El ex presidente, que se encontraba bajo arresto domiciliario en su pueblo natal, situado a unos 250 kilómetros de Nuakchot, fue liberado y trasladado esta madrugada hasta la capital, antes de volver horas después de nuevo a Lemden.
Abdalahi había estado retenido bajo vigilancia militar desde el pasado 13 de noviembre, antes de lo cual los golpistas lo habían mantenido en arresto domiciliario en un chalé del palacio presidencial en la capital.
El traslado del ex presidente a Lemden fue consecuencia de la presión efectuada por la comunidad internacional, como así lo ha sido también su liberación incondicional, pese a que con este paso no se cumplen los requisitos demandados por los opositores al levantamiento.

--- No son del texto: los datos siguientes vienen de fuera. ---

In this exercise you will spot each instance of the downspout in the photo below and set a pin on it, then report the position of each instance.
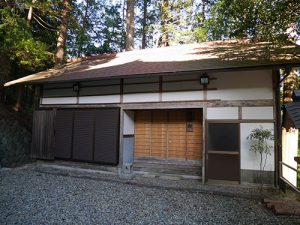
(278, 122)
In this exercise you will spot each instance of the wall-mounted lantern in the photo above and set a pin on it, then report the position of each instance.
(76, 87)
(204, 79)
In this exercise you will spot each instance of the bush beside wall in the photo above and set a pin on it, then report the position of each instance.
(15, 141)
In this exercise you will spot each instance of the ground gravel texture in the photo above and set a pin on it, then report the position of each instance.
(39, 196)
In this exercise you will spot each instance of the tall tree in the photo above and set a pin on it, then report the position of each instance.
(62, 34)
(129, 41)
(144, 44)
(165, 20)
(258, 19)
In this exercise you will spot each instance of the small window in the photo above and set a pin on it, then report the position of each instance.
(223, 137)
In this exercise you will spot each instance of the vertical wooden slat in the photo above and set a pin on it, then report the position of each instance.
(63, 134)
(42, 146)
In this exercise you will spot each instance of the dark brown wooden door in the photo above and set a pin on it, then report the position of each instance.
(83, 135)
(90, 135)
(223, 151)
(43, 134)
(107, 136)
(168, 134)
(63, 134)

La UE había dado a la Junta un plazo hasta el pasado 20 de noviembre para que los militares restablecieran al presidente en sus funciones, so pena de anunciar sanciones económicas contra el país. Por su parte, la Unión Africana lanzó otro ultimátum, que expiró el 6 de octubre, para el restablecimiento del orden constitucional. Además, EEUU impuso restricciones de viaje a miembros de la Junta Militar y del nuevo Gobierno y a quienes "apoyen las políticas o acciones que impiden la vuelta de Mauritania a un régimen constitucional".